Once filled and rolled, the cake is best consumed within 2 to 3 days if kept refrigerated. After that, the sponge might start to dry out, and the cream filling can lose its optimal texture.
Final Thoughts
There’s something truly joyful about making and sharing a Vanilla Swiss Roll Cake Recipe that’s as delicious as it is visually stunning. With simple ingredients and a few thoughtful steps, you can create a dessert that feels special yet approachable. I can’t wait for you to try this recipe and see how it brightens up your day or your next gathering with friends and family!
Print
Vanilla Swiss Roll Cake Recipe
- Prep Time: 3h 10m
- Cook Time: 15m
- Total Time: 3h 25m
- Yield: 10 servings
- Category: Dessert
- Method: Baking
- Cuisine: European
- Diet: Vegetarian
Description
This Vanilla Swiss Roll Cake is a light and airy sponge cake rolled with a luscious vanilla-flavored whipped cream filling. Perfect for tea time or dessert, this classic treat combines a delicate, fluffy cake with a smooth, creamy center, dusted with confectioners’ sugar for an elegant finish.
Ingredients
Cake
- 4 large eggs
- 10 tablespoons (125 grams) white sugar
- 1 teaspoon vanilla extract or vanilla bean paste
- 1/4 teaspoon salt
- 1 cup (130 grams) all-purpose flour
Filling
- 1 cup (235 grams) heavy cream
- 1/4 cup (30 grams) confectioners’ sugar
- 1 teaspoon vanilla extract or vanilla bean paste
For Dusting
- 1/2 cup (60 grams) confectioners’ sugar
Instructions
- Preheat and prepare pan: Preheat your oven to 350°F (175°C). Line a 10×15 inch jelly roll pan with parchment paper and lightly grease it to prevent sticking.
- Make the sponge batter: In a large mixing bowl, beat the 4 eggs and 10 tablespoons of white sugar using an electric mixer until the mixture is thick, pale, and tripled in volume (about 5-7 minutes). Add the vanilla and salt, mixing gently. Sift the flour over the egg mixture and carefully fold it in using a spatula, making sure not to deflate the batter.

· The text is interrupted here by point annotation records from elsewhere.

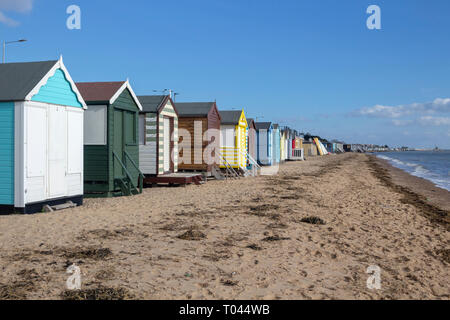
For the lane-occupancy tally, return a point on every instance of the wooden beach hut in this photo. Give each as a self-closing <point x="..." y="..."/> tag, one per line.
<point x="283" y="145"/>
<point x="41" y="134"/>
<point x="158" y="136"/>
<point x="252" y="139"/>
<point x="264" y="133"/>
<point x="294" y="145"/>
<point x="310" y="149"/>
<point x="298" y="150"/>
<point x="199" y="136"/>
<point x="111" y="139"/>
<point x="233" y="139"/>
<point x="276" y="144"/>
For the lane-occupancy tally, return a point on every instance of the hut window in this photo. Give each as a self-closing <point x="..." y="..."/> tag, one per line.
<point x="142" y="129"/>
<point x="130" y="128"/>
<point x="95" y="119"/>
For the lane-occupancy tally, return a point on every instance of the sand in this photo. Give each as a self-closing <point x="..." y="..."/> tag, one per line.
<point x="240" y="239"/>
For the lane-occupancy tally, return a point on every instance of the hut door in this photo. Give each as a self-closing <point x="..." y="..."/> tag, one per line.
<point x="57" y="151"/>
<point x="166" y="144"/>
<point x="118" y="143"/>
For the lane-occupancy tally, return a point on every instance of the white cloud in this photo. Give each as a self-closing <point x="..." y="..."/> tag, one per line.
<point x="401" y="122"/>
<point x="379" y="111"/>
<point x="20" y="6"/>
<point x="435" y="121"/>
<point x="8" y="21"/>
<point x="16" y="5"/>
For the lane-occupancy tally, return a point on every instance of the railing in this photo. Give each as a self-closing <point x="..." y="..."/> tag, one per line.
<point x="233" y="156"/>
<point x="129" y="176"/>
<point x="227" y="166"/>
<point x="141" y="175"/>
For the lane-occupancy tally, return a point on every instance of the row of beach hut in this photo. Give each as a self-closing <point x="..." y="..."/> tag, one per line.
<point x="61" y="141"/>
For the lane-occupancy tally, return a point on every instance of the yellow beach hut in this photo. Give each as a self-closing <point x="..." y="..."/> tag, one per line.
<point x="233" y="139"/>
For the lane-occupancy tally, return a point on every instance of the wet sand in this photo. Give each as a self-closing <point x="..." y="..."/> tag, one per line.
<point x="254" y="238"/>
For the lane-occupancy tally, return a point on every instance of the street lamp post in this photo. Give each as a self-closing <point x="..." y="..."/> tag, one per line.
<point x="9" y="42"/>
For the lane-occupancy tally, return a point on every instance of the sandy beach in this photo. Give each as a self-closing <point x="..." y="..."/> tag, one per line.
<point x="310" y="232"/>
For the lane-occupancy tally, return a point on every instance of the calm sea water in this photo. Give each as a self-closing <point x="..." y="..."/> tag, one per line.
<point x="430" y="165"/>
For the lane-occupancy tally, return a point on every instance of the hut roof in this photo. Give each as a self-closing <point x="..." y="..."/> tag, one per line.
<point x="263" y="125"/>
<point x="99" y="91"/>
<point x="105" y="91"/>
<point x="17" y="80"/>
<point x="194" y="109"/>
<point x="153" y="103"/>
<point x="230" y="117"/>
<point x="251" y="122"/>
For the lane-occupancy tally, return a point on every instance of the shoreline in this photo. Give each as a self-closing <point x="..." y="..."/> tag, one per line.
<point x="309" y="232"/>
<point x="429" y="192"/>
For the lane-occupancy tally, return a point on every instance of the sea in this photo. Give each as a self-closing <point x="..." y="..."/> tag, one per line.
<point x="430" y="165"/>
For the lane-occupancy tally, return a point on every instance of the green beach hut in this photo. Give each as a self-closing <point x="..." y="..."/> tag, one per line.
<point x="111" y="147"/>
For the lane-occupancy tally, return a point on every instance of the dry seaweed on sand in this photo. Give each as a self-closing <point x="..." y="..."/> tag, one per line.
<point x="87" y="253"/>
<point x="192" y="235"/>
<point x="313" y="220"/>
<point x="254" y="247"/>
<point x="16" y="291"/>
<point x="98" y="294"/>
<point x="275" y="238"/>
<point x="229" y="283"/>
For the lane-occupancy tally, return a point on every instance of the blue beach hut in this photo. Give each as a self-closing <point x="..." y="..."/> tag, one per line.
<point x="41" y="137"/>
<point x="276" y="153"/>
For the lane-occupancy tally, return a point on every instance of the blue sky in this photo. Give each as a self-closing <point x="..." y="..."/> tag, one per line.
<point x="311" y="64"/>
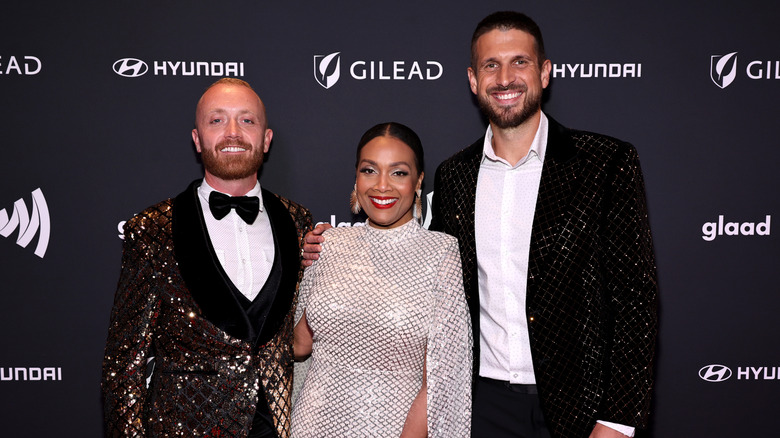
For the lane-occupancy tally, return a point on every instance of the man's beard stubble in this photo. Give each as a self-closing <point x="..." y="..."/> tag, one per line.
<point x="506" y="118"/>
<point x="229" y="167"/>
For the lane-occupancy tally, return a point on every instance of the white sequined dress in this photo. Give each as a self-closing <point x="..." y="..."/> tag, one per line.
<point x="381" y="304"/>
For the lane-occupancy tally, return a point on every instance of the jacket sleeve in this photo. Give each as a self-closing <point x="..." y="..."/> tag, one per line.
<point x="630" y="278"/>
<point x="129" y="339"/>
<point x="448" y="353"/>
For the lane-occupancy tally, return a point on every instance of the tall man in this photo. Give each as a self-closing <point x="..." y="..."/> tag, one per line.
<point x="558" y="261"/>
<point x="200" y="340"/>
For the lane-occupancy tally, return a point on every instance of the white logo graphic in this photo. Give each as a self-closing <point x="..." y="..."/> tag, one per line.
<point x="134" y="67"/>
<point x="326" y="70"/>
<point x="28" y="224"/>
<point x="723" y="69"/>
<point x="31" y="373"/>
<point x="601" y="70"/>
<point x="715" y="373"/>
<point x="710" y="230"/>
<point x="30" y="65"/>
<point x="130" y="67"/>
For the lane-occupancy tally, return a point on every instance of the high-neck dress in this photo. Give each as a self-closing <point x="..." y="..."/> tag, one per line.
<point x="382" y="304"/>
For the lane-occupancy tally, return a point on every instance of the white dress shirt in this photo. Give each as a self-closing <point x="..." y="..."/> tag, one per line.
<point x="246" y="252"/>
<point x="505" y="207"/>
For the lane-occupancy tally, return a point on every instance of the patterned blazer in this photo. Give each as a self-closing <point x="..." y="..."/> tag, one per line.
<point x="592" y="291"/>
<point x="174" y="303"/>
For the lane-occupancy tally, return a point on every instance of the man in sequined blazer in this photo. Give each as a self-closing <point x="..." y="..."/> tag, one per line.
<point x="200" y="338"/>
<point x="557" y="255"/>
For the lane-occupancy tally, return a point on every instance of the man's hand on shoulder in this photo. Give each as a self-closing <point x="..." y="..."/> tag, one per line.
<point x="311" y="245"/>
<point x="601" y="431"/>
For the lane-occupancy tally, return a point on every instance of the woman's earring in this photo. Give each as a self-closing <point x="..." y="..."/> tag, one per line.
<point x="354" y="204"/>
<point x="417" y="212"/>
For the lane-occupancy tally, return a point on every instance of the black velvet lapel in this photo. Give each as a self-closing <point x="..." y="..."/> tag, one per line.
<point x="202" y="272"/>
<point x="556" y="187"/>
<point x="286" y="241"/>
<point x="469" y="170"/>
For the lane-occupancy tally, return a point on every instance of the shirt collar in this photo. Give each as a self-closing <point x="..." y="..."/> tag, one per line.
<point x="538" y="146"/>
<point x="205" y="190"/>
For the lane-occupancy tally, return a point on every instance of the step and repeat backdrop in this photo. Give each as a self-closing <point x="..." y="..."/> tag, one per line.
<point x="98" y="104"/>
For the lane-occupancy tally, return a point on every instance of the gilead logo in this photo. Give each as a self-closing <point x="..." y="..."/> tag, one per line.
<point x="711" y="230"/>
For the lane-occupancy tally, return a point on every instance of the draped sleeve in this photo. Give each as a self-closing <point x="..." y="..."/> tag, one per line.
<point x="448" y="353"/>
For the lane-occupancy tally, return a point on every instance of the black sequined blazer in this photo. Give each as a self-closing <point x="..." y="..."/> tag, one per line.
<point x="173" y="302"/>
<point x="592" y="292"/>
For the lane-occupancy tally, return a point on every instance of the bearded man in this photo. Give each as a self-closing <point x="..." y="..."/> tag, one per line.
<point x="557" y="255"/>
<point x="200" y="338"/>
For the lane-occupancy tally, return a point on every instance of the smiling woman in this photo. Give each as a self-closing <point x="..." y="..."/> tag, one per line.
<point x="383" y="314"/>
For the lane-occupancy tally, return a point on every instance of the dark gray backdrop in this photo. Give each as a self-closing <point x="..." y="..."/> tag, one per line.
<point x="101" y="147"/>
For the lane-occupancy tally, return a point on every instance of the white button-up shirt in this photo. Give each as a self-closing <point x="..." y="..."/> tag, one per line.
<point x="246" y="252"/>
<point x="505" y="205"/>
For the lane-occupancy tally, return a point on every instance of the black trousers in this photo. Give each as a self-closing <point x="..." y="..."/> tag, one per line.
<point x="504" y="410"/>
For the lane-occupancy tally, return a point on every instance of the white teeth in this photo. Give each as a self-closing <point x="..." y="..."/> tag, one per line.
<point x="383" y="201"/>
<point x="507" y="96"/>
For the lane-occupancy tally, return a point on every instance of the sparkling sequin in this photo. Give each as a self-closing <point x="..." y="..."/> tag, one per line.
<point x="205" y="382"/>
<point x="380" y="304"/>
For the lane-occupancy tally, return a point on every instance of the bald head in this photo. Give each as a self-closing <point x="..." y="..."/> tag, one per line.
<point x="231" y="86"/>
<point x="231" y="134"/>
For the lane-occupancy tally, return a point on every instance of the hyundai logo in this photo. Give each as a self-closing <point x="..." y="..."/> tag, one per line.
<point x="130" y="67"/>
<point x="715" y="373"/>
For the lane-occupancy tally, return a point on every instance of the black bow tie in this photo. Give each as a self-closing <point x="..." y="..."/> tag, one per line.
<point x="246" y="207"/>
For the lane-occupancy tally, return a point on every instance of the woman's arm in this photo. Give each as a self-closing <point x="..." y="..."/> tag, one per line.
<point x="302" y="339"/>
<point x="416" y="424"/>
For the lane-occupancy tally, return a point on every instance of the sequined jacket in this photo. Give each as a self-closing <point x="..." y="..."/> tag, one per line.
<point x="173" y="303"/>
<point x="591" y="293"/>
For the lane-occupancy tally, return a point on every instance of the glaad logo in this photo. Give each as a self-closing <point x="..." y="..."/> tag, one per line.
<point x="710" y="230"/>
<point x="602" y="70"/>
<point x="715" y="373"/>
<point x="30" y="65"/>
<point x="31" y="373"/>
<point x="327" y="70"/>
<point x="134" y="67"/>
<point x="426" y="217"/>
<point x="130" y="67"/>
<point x="723" y="69"/>
<point x="28" y="224"/>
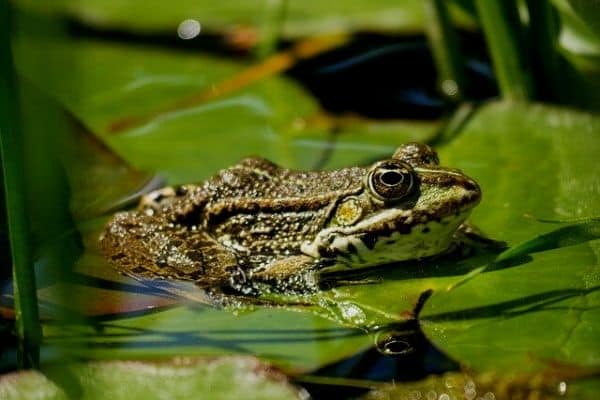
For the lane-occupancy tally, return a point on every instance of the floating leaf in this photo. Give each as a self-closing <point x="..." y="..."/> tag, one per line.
<point x="542" y="302"/>
<point x="181" y="378"/>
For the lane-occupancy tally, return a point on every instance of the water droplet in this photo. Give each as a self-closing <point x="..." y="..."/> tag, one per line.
<point x="470" y="393"/>
<point x="188" y="29"/>
<point x="352" y="313"/>
<point x="562" y="388"/>
<point x="392" y="342"/>
<point x="449" y="87"/>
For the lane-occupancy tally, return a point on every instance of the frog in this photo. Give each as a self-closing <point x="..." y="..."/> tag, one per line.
<point x="256" y="227"/>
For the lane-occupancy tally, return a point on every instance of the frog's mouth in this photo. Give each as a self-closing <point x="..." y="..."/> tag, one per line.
<point x="397" y="233"/>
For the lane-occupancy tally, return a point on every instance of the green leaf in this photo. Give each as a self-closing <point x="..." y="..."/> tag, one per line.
<point x="273" y="118"/>
<point x="29" y="385"/>
<point x="182" y="378"/>
<point x="309" y="17"/>
<point x="541" y="302"/>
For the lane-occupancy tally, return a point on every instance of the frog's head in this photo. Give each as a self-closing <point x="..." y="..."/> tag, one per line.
<point x="409" y="208"/>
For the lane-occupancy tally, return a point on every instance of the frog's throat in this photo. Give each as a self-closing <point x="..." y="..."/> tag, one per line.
<point x="392" y="235"/>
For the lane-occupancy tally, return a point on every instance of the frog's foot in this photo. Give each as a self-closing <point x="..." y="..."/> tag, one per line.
<point x="154" y="199"/>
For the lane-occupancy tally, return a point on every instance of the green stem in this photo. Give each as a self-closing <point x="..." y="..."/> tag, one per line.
<point x="11" y="152"/>
<point x="275" y="12"/>
<point x="503" y="33"/>
<point x="543" y="33"/>
<point x="444" y="45"/>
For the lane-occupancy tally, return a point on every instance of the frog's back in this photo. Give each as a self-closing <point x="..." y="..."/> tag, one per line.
<point x="257" y="178"/>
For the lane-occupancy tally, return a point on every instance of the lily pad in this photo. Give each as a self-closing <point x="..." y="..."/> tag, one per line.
<point x="535" y="164"/>
<point x="273" y="118"/>
<point x="182" y="378"/>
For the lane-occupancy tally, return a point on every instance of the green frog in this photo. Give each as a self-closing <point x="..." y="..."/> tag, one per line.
<point x="256" y="227"/>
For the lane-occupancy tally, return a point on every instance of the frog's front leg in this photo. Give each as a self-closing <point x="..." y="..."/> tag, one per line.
<point x="469" y="235"/>
<point x="293" y="274"/>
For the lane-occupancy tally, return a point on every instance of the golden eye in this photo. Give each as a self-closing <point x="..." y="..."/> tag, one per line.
<point x="391" y="180"/>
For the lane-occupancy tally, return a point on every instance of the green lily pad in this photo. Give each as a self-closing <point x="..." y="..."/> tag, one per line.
<point x="274" y="117"/>
<point x="29" y="385"/>
<point x="458" y="385"/>
<point x="181" y="378"/>
<point x="542" y="302"/>
<point x="307" y="17"/>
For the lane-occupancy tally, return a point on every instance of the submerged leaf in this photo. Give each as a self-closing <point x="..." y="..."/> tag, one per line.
<point x="181" y="378"/>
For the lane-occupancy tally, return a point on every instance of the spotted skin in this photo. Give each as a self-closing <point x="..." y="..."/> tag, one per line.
<point x="257" y="227"/>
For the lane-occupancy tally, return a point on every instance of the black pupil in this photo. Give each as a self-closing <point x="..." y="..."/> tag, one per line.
<point x="391" y="178"/>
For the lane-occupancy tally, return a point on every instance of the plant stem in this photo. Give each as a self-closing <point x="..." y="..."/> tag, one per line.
<point x="543" y="33"/>
<point x="444" y="45"/>
<point x="11" y="152"/>
<point x="503" y="33"/>
<point x="272" y="24"/>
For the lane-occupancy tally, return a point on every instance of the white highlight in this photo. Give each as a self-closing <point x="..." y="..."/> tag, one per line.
<point x="188" y="29"/>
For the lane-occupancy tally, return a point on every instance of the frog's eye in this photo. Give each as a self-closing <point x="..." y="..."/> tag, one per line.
<point x="391" y="180"/>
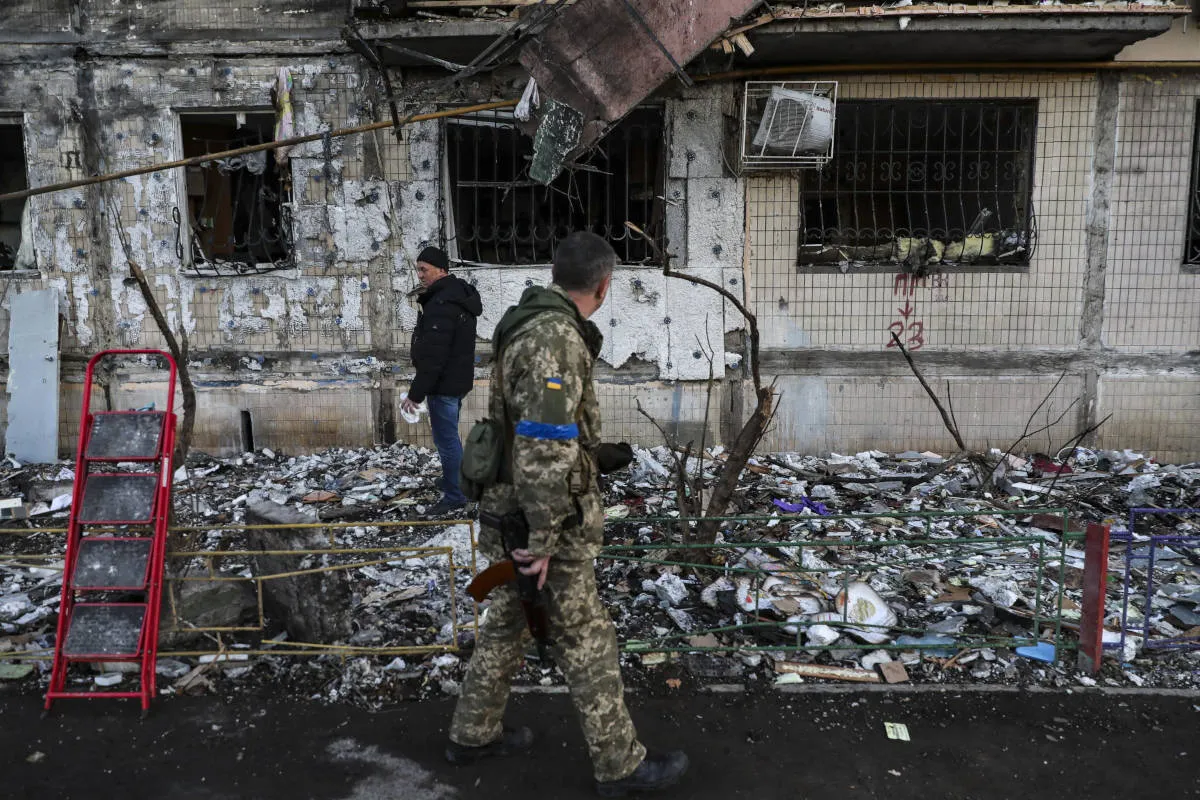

- Bake the sponge: Pour the batter evenly into the prepared jelly roll pan and spread it smoothly. Bake for 12-15 minutes, or until the cake springs back when lightly touched and a toothpick inserted comes out clean.
- Roll the cake: While still warm, invert the cake onto a clean kitchen towel dusted with confectioners’ sugar. Carefully peel off the parchment paper. Starting from a short edge, roll the cake up tightly with the towel, and let it cool completely in the rolled shape to set the roll.
- Prepare the filling: In a chilled bowl, whip the heavy cream with the confectioners’ sugar and vanilla extract until stiff peaks form.
- Unroll and fill: Gently unroll the cooled cake. Spread the whipped cream filling evenly over the surface, taking care not to tear the cake.
- Re-roll and chill: Carefully roll the cake back up without the towel, ensuring the filling stays inside. Wrap the roll tightly in plastic wrap and refrigerate for at least 2 hours to firm up the filling and meld flavors.
- Serve: Before serving, dust the top with the remaining confectioners’ sugar. Slice into 1-inch pieces and enjoy your light, creamy Vanilla Swiss Roll Cake!
Notes
- Beating the eggs and sugar thoroughly is crucial for a light and fluffy cake texture.
- Folding in the flour gently prevents deflating the batter, maintaining the sponginess.
- Rolling the cake while warm helps prevent cracking.
- The whipped cream filling should be stiff to avoid oozing out when the cake is sliced.
- Refrigeration allows the cake to set properly for clean slicing.
- If you want extra flavor, add a tablespoon of softened butter to the whipped cream or a thin layer of jam beneath the cream.